On 4/24/2020 12:10 AM, Manu wrote:
> Your idea all falls over anywhere it encounters variadic args, or potential for 
> overloads though. Without an explicit expression, the only way forward is to 
> preserve existing D semantics (or it's a radically breaking change), and that 
> will severely narrow the applicability of this proposal.
> 
> Consider this:
> 
>    alias Tup = AliasSeq!(0, 2, 3);
>    void fun(int);
>    fun(Tup);  // scalar argument receives tuple, it can expand, so: fun(0), 
> fun(1), fun(2)

Write it as:

     Tup.fun();

Of course,

     fun(1, Tup);

cannot be rewritten in this way, but then a rationale will be necessary as to 
why it must be written as func(1, Tup) instead of fun(Tup, 1).
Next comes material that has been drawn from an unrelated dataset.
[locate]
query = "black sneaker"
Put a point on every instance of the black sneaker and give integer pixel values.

> This same principle argument applies to templates which may receive variadic 
> arguments.
> It weakens the value in my DIP by a huge amount to forego the explicit syntax 
> designed specifically to handle the resolution of ambiguous expressions.

Please enumerate examples, along with an explanation of why they are compelling 
and why it is unreasonable to do another way. (One such other way would be using 
static foreach.)


> This doesn't rule out your proposition that `Tup + 10` can (and probably should) 
> work though.

At least we agree on something :-)

On a philosophical point, I am generally opposed to adding syntax just to 
support some unusual cases. I am sure one could come up with examples where the 
... syntax won't work, too. For example, could it work with creating a new tuple 
out of every third tuple member? I'm not looking for a specific answer, but for 
a meta answer of "should we support these operations at all with special syntax"?

My predisposition is towards simple building blocks that can be combined to 
derive complex behaviors, not complex building blocks that we try to bash into 
simple behaviors. Simple things like applying the existing behaviors of array 
operations to tuples. D shouldn't consist of a mass of special rules, but a 
smaller set of rules that can be consistently applied across diverse situations.

We did the same thing with named function arguments - apply the existing rules 
for named struct initializers. It didn't support every behavior people desired, 
but it supported enough that the remainder wasn't particularly significant.